No. VII. The Curate and Barber disguising themselves to convey Don Quixote home. An excellent representation of the curate assuming the dress of a distressed virgin who, by his tale of having been wronged by a naughty knight, hopes to induce the Don to return to his home.
Whilst on the subject of Don Quixote it may be mentioned that, much earlier in his career, Hogarth had designed and engraved a plate dealing with “Sancho’s feast,” but this must not be in any way identified or confused with the series begun for Lord Carteret, although Ireland groups them all together.

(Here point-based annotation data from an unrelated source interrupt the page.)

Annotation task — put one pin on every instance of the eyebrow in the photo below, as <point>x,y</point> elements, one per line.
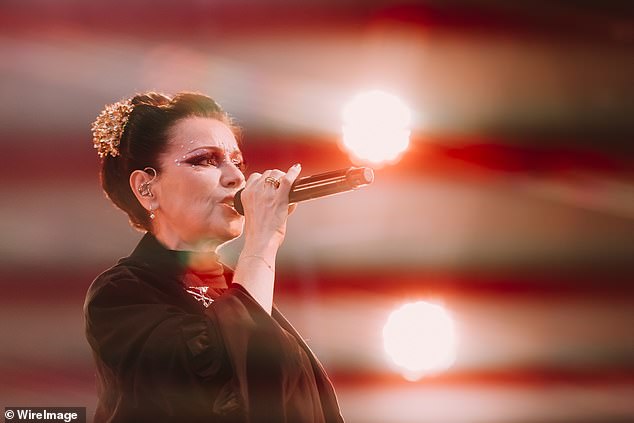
<point>232,153</point>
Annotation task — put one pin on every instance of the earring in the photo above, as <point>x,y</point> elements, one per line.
<point>144,188</point>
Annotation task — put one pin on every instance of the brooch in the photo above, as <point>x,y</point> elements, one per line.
<point>200,294</point>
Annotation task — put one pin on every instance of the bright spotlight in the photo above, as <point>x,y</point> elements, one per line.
<point>420,339</point>
<point>376,127</point>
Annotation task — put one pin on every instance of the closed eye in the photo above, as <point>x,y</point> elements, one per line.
<point>206,159</point>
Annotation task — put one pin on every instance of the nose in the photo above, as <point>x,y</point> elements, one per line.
<point>231,176</point>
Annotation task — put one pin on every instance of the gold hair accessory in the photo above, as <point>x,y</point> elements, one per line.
<point>108,127</point>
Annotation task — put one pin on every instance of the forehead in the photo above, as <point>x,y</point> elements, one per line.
<point>194,132</point>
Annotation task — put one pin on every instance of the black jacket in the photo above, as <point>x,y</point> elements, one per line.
<point>162,356</point>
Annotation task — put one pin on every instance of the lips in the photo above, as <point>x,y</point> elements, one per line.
<point>228,200</point>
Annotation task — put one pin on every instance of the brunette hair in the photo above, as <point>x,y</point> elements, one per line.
<point>144,139</point>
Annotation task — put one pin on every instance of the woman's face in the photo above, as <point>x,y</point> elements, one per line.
<point>201,171</point>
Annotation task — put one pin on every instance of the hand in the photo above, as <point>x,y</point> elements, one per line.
<point>266,207</point>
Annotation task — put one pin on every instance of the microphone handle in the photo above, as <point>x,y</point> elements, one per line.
<point>322,185</point>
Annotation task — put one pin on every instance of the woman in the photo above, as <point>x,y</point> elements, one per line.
<point>176,335</point>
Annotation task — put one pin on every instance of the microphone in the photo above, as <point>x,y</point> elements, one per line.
<point>322,185</point>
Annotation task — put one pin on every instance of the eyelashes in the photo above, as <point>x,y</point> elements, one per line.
<point>215,160</point>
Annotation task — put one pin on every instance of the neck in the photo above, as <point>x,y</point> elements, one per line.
<point>173,241</point>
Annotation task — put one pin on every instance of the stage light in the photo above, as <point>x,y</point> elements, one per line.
<point>376,127</point>
<point>420,339</point>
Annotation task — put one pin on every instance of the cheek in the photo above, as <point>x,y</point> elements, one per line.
<point>189,194</point>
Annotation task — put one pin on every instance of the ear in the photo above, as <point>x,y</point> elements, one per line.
<point>137,179</point>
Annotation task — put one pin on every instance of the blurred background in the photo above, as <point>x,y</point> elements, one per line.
<point>512,208</point>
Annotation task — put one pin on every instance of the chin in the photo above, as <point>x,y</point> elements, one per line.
<point>233,230</point>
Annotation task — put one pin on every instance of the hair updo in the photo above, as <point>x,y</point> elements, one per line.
<point>144,139</point>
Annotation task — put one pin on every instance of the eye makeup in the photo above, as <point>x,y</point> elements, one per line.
<point>211,156</point>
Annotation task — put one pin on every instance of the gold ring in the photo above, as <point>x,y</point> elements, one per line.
<point>272,181</point>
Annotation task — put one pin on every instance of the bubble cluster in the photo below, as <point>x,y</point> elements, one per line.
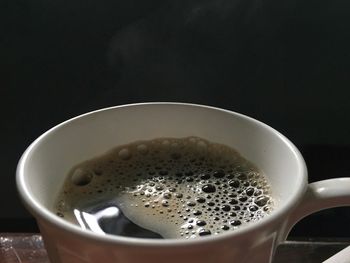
<point>179,188</point>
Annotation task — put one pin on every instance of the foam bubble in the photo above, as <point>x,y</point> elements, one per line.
<point>171,187</point>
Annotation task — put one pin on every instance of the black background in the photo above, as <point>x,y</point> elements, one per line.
<point>285,63</point>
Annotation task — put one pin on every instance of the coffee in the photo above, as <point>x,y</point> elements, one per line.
<point>165,188</point>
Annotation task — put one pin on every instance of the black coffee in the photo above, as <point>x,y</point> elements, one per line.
<point>165,188</point>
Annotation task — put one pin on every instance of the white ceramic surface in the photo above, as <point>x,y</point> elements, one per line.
<point>44,165</point>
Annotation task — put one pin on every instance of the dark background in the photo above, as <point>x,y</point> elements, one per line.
<point>284,62</point>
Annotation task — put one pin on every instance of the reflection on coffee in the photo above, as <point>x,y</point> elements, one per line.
<point>165,188</point>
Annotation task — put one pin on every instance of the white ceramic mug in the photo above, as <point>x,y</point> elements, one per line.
<point>45,164</point>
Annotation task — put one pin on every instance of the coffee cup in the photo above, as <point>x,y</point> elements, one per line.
<point>43,167</point>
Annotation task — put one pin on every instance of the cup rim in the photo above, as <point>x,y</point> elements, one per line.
<point>42,213</point>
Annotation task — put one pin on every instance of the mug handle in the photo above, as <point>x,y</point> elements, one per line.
<point>320,195</point>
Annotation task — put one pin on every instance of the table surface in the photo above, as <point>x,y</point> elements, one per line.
<point>29,248</point>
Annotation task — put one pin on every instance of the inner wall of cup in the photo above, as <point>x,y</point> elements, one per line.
<point>93,134</point>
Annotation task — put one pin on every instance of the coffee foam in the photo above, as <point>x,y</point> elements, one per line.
<point>179,188</point>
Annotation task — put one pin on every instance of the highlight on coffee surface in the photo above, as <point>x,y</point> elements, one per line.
<point>165,188</point>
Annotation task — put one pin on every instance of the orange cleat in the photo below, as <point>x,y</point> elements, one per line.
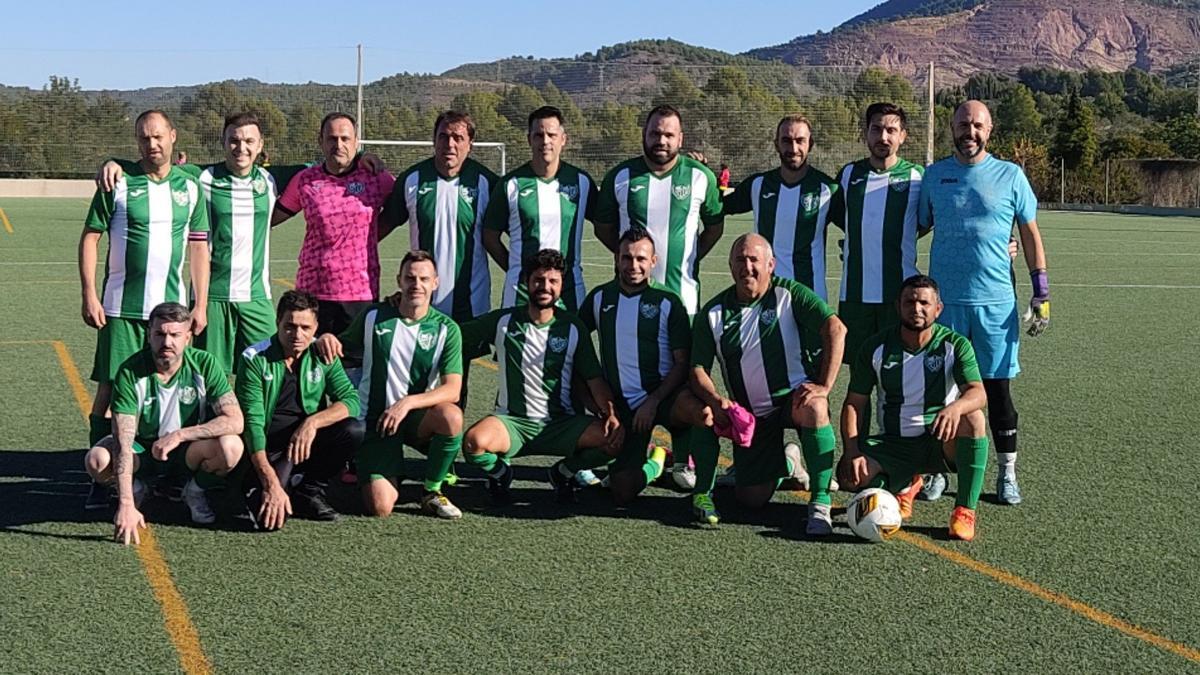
<point>907,495</point>
<point>963,524</point>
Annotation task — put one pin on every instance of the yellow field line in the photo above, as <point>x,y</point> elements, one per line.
<point>174,610</point>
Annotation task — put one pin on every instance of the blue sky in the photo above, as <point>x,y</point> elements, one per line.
<point>136,45</point>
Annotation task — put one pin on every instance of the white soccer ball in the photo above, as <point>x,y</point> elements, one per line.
<point>874,514</point>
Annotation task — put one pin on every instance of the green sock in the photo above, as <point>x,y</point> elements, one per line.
<point>705,449</point>
<point>97,428</point>
<point>485,461</point>
<point>819,446</point>
<point>443,449</point>
<point>971,457</point>
<point>586,458</point>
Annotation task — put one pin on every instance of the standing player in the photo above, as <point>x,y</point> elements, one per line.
<point>757,329</point>
<point>162,396</point>
<point>675,197</point>
<point>412,375</point>
<point>541,352</point>
<point>645,348</point>
<point>341,199</point>
<point>971,201</point>
<point>151,216</point>
<point>930,399</point>
<point>540,205</point>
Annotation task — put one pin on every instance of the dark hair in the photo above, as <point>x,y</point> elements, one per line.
<point>333,117</point>
<point>636,233</point>
<point>418,256</point>
<point>663,111</point>
<point>455,117</point>
<point>545,258</point>
<point>919,281</point>
<point>169,312</point>
<point>241,119</point>
<point>883,109</point>
<point>166,118</point>
<point>545,113</point>
<point>295,302</point>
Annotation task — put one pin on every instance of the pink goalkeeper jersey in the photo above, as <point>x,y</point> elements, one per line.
<point>340,256</point>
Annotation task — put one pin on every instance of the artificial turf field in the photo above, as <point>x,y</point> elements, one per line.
<point>1096,571</point>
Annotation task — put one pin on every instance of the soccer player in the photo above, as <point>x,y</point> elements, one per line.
<point>154,215</point>
<point>541,204</point>
<point>757,329</point>
<point>444,199</point>
<point>970,202</point>
<point>174,401</point>
<point>645,348</point>
<point>341,199</point>
<point>301,417</point>
<point>793,205</point>
<point>930,399</point>
<point>675,197</point>
<point>541,352</point>
<point>412,374</point>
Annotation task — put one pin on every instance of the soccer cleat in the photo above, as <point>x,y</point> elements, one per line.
<point>963,524</point>
<point>907,495</point>
<point>1007,491</point>
<point>197,501</point>
<point>499,483</point>
<point>935,485</point>
<point>438,506</point>
<point>684,476</point>
<point>820,521</point>
<point>703,508</point>
<point>563,482</point>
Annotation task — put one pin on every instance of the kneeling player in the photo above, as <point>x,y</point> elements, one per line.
<point>412,375</point>
<point>161,396</point>
<point>301,417</point>
<point>759,329</point>
<point>930,408</point>
<point>540,352</point>
<point>645,347</point>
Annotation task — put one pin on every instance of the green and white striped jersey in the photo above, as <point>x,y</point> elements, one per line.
<point>538,362</point>
<point>543,214</point>
<point>445,217</point>
<point>761,345</point>
<point>149,223</point>
<point>913,386</point>
<point>637,335</point>
<point>162,407</point>
<point>401,357</point>
<point>793,219</point>
<point>673,207</point>
<point>881,230</point>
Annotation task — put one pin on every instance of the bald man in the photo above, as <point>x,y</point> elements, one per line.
<point>756,328</point>
<point>971,201</point>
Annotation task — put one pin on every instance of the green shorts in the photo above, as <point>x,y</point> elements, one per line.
<point>119,340</point>
<point>381,457</point>
<point>903,458</point>
<point>763,463</point>
<point>862,321</point>
<point>557,437</point>
<point>235,326</point>
<point>633,453</point>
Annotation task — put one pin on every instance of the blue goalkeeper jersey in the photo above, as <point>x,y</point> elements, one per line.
<point>971,209</point>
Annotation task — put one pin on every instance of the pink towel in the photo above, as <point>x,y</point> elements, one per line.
<point>741,428</point>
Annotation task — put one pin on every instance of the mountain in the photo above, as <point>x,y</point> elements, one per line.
<point>965,36</point>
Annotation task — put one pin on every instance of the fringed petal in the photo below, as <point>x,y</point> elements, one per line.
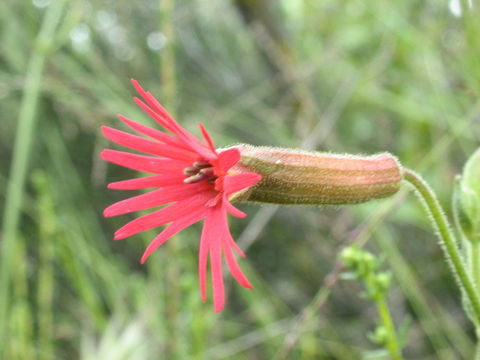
<point>147,146</point>
<point>147,182</point>
<point>171,230</point>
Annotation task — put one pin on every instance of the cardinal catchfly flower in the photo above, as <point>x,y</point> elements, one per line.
<point>195,181</point>
<point>192,181</point>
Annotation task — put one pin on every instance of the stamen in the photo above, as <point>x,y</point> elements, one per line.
<point>194,179</point>
<point>199,171</point>
<point>201,164</point>
<point>190,171</point>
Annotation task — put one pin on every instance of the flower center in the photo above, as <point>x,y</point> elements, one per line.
<point>199,171</point>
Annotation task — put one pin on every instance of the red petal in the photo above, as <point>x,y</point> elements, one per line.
<point>202,263</point>
<point>235,247</point>
<point>234,183</point>
<point>232,210</point>
<point>161,217</point>
<point>143,163</point>
<point>154,198</point>
<point>233,265</point>
<point>154,133</point>
<point>147,182</point>
<point>227,158</point>
<point>171,230</point>
<point>145,145</point>
<point>176,129</point>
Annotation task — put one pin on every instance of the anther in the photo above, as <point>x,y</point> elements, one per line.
<point>194,179</point>
<point>207,172</point>
<point>190,171</point>
<point>201,164</point>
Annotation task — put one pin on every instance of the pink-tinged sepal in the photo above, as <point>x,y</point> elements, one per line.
<point>314,178</point>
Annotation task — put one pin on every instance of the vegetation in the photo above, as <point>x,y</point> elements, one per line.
<point>350,76</point>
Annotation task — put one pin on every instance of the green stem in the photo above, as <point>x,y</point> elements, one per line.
<point>447,239</point>
<point>387,322</point>
<point>475,262</point>
<point>21,153</point>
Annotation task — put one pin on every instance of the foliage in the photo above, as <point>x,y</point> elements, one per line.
<point>350,76</point>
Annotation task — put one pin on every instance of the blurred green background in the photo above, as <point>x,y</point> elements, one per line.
<point>352,76</point>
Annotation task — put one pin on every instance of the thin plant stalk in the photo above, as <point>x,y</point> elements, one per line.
<point>387,322</point>
<point>21,152</point>
<point>447,239</point>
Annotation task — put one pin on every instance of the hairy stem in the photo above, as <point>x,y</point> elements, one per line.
<point>387,322</point>
<point>447,239</point>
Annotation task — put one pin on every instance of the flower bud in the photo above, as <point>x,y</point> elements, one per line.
<point>314,178</point>
<point>469,198</point>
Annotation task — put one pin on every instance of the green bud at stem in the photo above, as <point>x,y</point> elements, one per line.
<point>314,178</point>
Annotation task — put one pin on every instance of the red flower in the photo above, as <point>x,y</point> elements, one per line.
<point>193,177</point>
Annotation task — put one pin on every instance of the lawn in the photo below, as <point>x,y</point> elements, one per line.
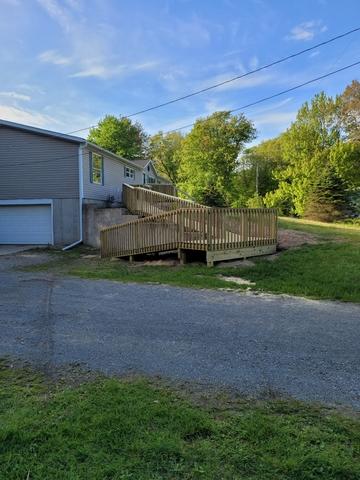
<point>327,270</point>
<point>133,429</point>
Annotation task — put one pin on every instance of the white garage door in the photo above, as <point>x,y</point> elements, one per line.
<point>25,224</point>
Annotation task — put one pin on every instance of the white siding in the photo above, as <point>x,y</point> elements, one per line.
<point>114,178</point>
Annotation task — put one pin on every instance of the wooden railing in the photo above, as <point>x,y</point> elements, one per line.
<point>206,229</point>
<point>168,189</point>
<point>142,201</point>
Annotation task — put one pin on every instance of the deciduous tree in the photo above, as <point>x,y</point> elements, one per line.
<point>120,136</point>
<point>209,157</point>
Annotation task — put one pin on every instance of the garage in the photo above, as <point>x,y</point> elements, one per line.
<point>26,224</point>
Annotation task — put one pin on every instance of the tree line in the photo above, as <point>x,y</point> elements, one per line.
<point>311,170</point>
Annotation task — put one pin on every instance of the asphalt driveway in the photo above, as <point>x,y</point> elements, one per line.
<point>306,349</point>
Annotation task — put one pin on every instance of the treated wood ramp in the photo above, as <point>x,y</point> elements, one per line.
<point>171,223</point>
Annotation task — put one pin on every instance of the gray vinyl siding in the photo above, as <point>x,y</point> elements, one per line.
<point>55,173</point>
<point>113,179</point>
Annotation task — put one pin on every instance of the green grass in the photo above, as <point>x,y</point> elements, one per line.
<point>328,270</point>
<point>327,231</point>
<point>116,429</point>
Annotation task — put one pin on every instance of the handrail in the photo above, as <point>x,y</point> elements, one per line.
<point>192,228</point>
<point>142,201</point>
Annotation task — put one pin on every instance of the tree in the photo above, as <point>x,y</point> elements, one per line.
<point>327,200</point>
<point>209,157</point>
<point>255,173</point>
<point>306,149</point>
<point>350,111</point>
<point>164,151</point>
<point>120,136</point>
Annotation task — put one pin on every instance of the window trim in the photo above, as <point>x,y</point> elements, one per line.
<point>92,168</point>
<point>129,172</point>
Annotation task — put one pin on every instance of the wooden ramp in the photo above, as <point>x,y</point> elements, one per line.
<point>171,223</point>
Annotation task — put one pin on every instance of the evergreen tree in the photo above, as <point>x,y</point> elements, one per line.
<point>327,201</point>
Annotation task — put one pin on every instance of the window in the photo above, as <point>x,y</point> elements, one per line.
<point>129,172</point>
<point>96,168</point>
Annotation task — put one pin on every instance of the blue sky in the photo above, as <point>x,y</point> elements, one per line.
<point>66,63</point>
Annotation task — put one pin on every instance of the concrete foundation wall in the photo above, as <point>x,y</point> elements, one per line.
<point>96,218</point>
<point>66,220</point>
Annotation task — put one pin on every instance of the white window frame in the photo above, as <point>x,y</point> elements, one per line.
<point>98,170</point>
<point>129,172</point>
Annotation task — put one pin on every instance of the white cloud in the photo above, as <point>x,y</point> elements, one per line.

Don Quixote No. V.—Don Quixote releases the Galley Slaves
Don Quixote No. VI.—The First Interview
So much for Hogarth’s suppressed illustrations, and it is, it must be confessed, something of a relief to turn again from his cognate art to that which is individual and typical. For we do not much value Hogarth as an illustrator. In this character he rarely does more than repeat for us {124} in another medium the obvious matters already dealt with in the letterpress. “Illustration,” as Mr. Laurence Housman has well said, “should be something in the nature of a brilliant commentary throwing out new light upon the subject, an exquisite parenthesis of things better said in this medium than could be said in any other: in a word, the result of another creative faculty at work on the same theme.” And this in no way describes Hogarth’s work as an illustrator. It is as a great original painter working out consummately the homeliest of morals that he appeals to us. Those morals which, to quote Thackeray, are “as easy as Goody Twoshoes,” the moral of “Tommy was a naughty boy and the master flogged him, and Jacky was a good boy and had plum-cake.” For it is in “Marriage à la Mode,” “A Rake’s Progress,” “Industry and Idleness,” that he succeeds inimitably, carrying out the motto beneath “Time Smoking a Picture”:—
“To Nature and your Self appeal Nor learn of others what to feel.”